Vice president of merchandising Ken Malone stresses that this paring down of the mix does not mean that customers have been denied choice. The large space allocated to each section allows the presentation of expanded selections for most categories, he says.

The first aid section, for example, carries 50% more SKUs than a traditional Rexall store, the diet offering is 120% larger, and the nutraceutical and sports nutrition selections are three times bigger than the traditional offering.

Meanwhile, the generous space lets the company use other tools to help customers make decisions on which product is right for their needs. In the orthotics department, for instance, a customer can stand on a device that will demonstrate the type of foot support that is needed.
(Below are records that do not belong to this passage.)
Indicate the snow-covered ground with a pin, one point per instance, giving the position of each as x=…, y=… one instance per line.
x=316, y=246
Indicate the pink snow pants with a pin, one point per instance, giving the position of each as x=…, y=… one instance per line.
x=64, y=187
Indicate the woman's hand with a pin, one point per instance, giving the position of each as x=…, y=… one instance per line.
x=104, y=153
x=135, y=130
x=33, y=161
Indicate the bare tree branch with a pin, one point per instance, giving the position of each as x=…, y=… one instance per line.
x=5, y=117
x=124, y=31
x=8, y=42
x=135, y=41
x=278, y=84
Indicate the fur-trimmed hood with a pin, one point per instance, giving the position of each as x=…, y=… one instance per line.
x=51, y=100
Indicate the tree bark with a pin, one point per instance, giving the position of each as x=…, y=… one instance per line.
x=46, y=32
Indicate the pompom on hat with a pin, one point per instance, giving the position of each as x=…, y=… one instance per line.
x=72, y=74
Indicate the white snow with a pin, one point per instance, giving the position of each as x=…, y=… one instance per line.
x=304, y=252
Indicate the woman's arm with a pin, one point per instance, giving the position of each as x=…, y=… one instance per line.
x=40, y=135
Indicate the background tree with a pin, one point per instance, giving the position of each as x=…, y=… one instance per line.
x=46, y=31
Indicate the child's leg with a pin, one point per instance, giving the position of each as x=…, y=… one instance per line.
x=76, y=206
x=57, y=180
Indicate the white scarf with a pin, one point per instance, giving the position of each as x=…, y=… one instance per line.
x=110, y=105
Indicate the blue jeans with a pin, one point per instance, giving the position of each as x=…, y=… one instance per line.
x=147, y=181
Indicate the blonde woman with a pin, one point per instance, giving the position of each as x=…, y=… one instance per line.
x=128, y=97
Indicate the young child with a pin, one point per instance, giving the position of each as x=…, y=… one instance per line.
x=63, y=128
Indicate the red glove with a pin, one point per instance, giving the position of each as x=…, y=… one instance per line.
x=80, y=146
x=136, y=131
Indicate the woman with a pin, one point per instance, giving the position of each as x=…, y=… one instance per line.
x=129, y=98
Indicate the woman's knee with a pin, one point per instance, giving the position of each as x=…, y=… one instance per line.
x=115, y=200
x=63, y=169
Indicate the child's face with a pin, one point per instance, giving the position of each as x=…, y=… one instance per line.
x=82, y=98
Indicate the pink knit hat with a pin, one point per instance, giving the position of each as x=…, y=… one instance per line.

Also, over 200 signboards throughout the store provide shoppers with health advice.
“We wanted to both inform and inspire,” vice president of marketing Denise Darragh says about the approach the company took in developing its customer communication strategy throughout the store. “We know most customers are keen to acquire information on health issues, but we did not want to appear to be too heavy handed.

“In the average household, the key member concerned with the health of all the family members is mom. That is true at the three main stages of life,” she says. “So our messages are directed not just at the young mothers and the ‘soccer moms’ but also at the baby-boomer moms, now likely part of the sandwich generation with parents as well as children to be concerned about, and the senior moms dealing with aging issues.”